‘A wonderful achievement’: Special moment for Tad Taube and the community
Wednesday, October 7, 2009 | by dan pineIf there’s one thing philanthropist Tad Taube can’t stand, it’s inertia, especially when it comes to a project he deeply cares about.
At one point during the long fundraising campaign for the Taube Koret Campus for Jewish Life, donations had slowed. With $115 million in the kitty, planners had come a long way, but were still short of their $140 million target.That’s when Taube — president of the Koret Foundation and chair of the Taube Family Foundation — got an idea.
“I started discussing with [Koret Foundation CEO] Jeff Farber as to why we shouldn’t start going after non-Jewish donors,” recalls Taube. “We concluded there was no reason not to. After all, the Jewish community is hugely supportive of the community at large.”
A few phone calls later, Taube had raised another $5 million — all from non-Jewish philanthropic sources. That was the boost the project needed, and soon enough the rest of the required funding came through.
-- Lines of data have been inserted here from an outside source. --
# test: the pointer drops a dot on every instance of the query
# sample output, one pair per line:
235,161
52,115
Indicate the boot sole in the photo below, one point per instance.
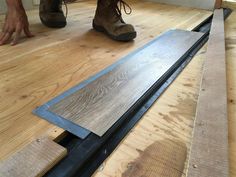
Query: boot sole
122,37
53,24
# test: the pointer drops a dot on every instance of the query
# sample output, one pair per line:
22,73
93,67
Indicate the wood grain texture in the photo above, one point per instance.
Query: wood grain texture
230,31
202,4
209,151
33,160
101,103
218,4
34,74
164,130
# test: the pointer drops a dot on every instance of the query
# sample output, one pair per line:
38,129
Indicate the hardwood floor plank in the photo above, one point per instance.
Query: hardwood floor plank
98,105
209,151
33,160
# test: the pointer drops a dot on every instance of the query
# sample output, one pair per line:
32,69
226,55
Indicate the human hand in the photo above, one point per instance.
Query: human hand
16,21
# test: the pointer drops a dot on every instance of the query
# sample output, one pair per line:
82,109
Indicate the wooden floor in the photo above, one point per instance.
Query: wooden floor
101,103
57,59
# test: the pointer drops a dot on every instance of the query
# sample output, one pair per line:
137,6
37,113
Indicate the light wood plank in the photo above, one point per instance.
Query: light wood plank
33,160
32,74
202,4
209,151
98,105
218,4
230,31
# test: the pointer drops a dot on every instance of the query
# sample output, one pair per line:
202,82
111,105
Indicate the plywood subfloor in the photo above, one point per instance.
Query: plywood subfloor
230,29
209,149
57,59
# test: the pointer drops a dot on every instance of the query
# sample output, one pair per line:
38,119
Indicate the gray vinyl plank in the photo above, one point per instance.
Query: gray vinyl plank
98,105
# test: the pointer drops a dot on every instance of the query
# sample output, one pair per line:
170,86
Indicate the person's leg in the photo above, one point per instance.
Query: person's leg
108,19
51,14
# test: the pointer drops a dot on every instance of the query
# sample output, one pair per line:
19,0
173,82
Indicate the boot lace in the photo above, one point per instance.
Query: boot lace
65,4
57,6
119,5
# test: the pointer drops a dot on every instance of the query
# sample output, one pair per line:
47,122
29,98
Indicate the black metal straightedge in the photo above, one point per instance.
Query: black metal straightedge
85,156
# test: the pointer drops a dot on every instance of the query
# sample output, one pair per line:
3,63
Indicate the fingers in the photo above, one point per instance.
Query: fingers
5,38
27,32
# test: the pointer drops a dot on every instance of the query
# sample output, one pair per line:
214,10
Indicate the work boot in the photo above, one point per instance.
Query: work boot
51,14
108,19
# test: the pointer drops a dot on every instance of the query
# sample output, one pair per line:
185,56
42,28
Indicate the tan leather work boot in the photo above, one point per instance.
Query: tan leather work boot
108,20
51,14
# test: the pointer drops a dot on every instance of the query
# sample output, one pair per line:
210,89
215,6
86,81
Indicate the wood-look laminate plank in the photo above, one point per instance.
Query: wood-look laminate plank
98,105
33,160
209,151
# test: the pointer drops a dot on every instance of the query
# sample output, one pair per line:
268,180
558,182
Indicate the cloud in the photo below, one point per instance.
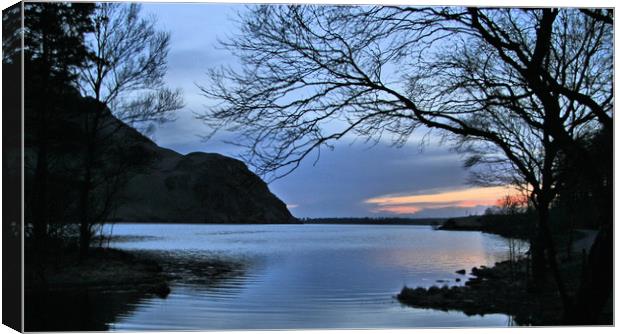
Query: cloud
415,203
Taube will be present for the inaugural activities of the 8.5-acre campus that bears his name. For him, the moment comes after years of supporting many Bay Area Jewish institutions. But the Taube Koret Campus takes the cake.
A $20 million cake.
That’s the total amount the Taube Family Foundation and the Koret Foundation donated to the project. It was the largest single gift to the project.
Individual $10 million gifts also came from the Moldaw Family Supporting Foundation, the Richard and Rhoda Goldman Fund, and the family of M. Kenneth and Barbara Oshman.
Taube says the project intrigued himfrom the start because of demographic changes he had seen in the region.
“The center of gravity for Jewish life in the Bay Area has moved steadily southward for a number of years,” Taube says. “As the community’s social and intellectual development evolved, the JCC became more and more important. Today I feel the JCC may be the most important of all [Jewish] communal agencies.”
As the concept grew from stand-alone Jewish community center to grand multipurpose campus, Taube’s view of the project also evolved. He came to see it as the region’s prime expression of Jewish peoplehood.
“It’s meant to encompass the gamut of Jewish activity,” he says, “including history, language, humor, music, whatever it is that constitutes Jewish life on this planet. We wrap it all under the rubric of Jewish peoplehood.”
Taube admits there were plenty of “bumps in the road” — from snags in bond financing to staying on budget to sealing approval from local planning agencies.
But despite it all, the resources were there to bring the project to fruition.
“I thought it was rather remarkable the Jewish community was able to marshal the kind of funding we were able to get in a relatively short amount of time,” Taube says. “That part is terrific and we should all feel real good about that.”
Taube feels even better about the campus as a whole, and he hopes it will become the hub of Jewish life for the South Bay if not the Bay Area.
“It’s a wonderful achievement for the Jewish community in the Bay Area,” Taube says of campus. “I’m very proud of it. It’s an incredible facility, not only for Jewish people but for the entire community.”